6.11. Shallow vs. deep copies

As a last, relatively minor point before some of the more advanced fundamentals, we have a small note about making copies. This doesn’t always give the behavior people are expecting when they are starting out.

If you have code such as

a = [[0, 1, 2], [3, 4, 5], [6, 7, 8]]
b = list(a)

b is a copy of a. However, it is a shallow copy. To save space in memory, the entries (0 to 8 in this case) aren’t actually copied. Rather, a new variable b is made, and its entries just point to the the original entries in a. This is shown below.

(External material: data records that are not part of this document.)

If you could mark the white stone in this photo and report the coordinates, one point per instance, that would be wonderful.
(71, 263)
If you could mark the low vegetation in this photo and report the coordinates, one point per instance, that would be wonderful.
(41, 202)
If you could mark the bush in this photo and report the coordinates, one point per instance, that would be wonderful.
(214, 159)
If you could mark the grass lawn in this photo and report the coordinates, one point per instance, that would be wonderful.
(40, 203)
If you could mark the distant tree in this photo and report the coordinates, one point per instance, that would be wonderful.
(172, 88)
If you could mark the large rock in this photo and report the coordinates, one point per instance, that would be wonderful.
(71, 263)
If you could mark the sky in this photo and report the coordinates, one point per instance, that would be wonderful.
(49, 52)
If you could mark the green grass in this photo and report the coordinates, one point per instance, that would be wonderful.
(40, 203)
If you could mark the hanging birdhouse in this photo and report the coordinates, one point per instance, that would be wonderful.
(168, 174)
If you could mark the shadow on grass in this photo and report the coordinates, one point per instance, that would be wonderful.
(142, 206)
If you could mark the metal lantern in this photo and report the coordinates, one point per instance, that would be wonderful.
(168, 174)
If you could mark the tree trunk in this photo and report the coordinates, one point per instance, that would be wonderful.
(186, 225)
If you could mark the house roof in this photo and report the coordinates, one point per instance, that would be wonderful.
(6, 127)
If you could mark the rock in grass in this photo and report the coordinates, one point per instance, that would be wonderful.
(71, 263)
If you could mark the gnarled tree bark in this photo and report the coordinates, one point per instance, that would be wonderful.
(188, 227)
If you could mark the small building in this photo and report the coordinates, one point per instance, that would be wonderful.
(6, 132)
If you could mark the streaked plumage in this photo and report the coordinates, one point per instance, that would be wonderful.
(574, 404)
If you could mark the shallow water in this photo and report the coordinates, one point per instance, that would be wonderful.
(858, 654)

Illustration of a shallow copy

If you then run

a[0][0] = '1'

you’ll find that both a and b have updated. However, if you run

a.append([9, 10, 11])

b won’t have this added to it. b won’t know where any additional locations in a from after the copy was made. This use of memory is illustrated in the figure below.

Illustration of appending items to a shallow copy

This can lead to some confusing behavior if you’re not expecting it!

If you want two completely independent copies of a piece of data you need to make a deep copy. In Python this is done with

import copy
c = copy.deepcopy(a)

In general deep copies should only be used when you really need them. They will use more memory, and for large items it can take quite a lot of time to actually make a copy of all of the data (rather than just pointing to the data that’s already present).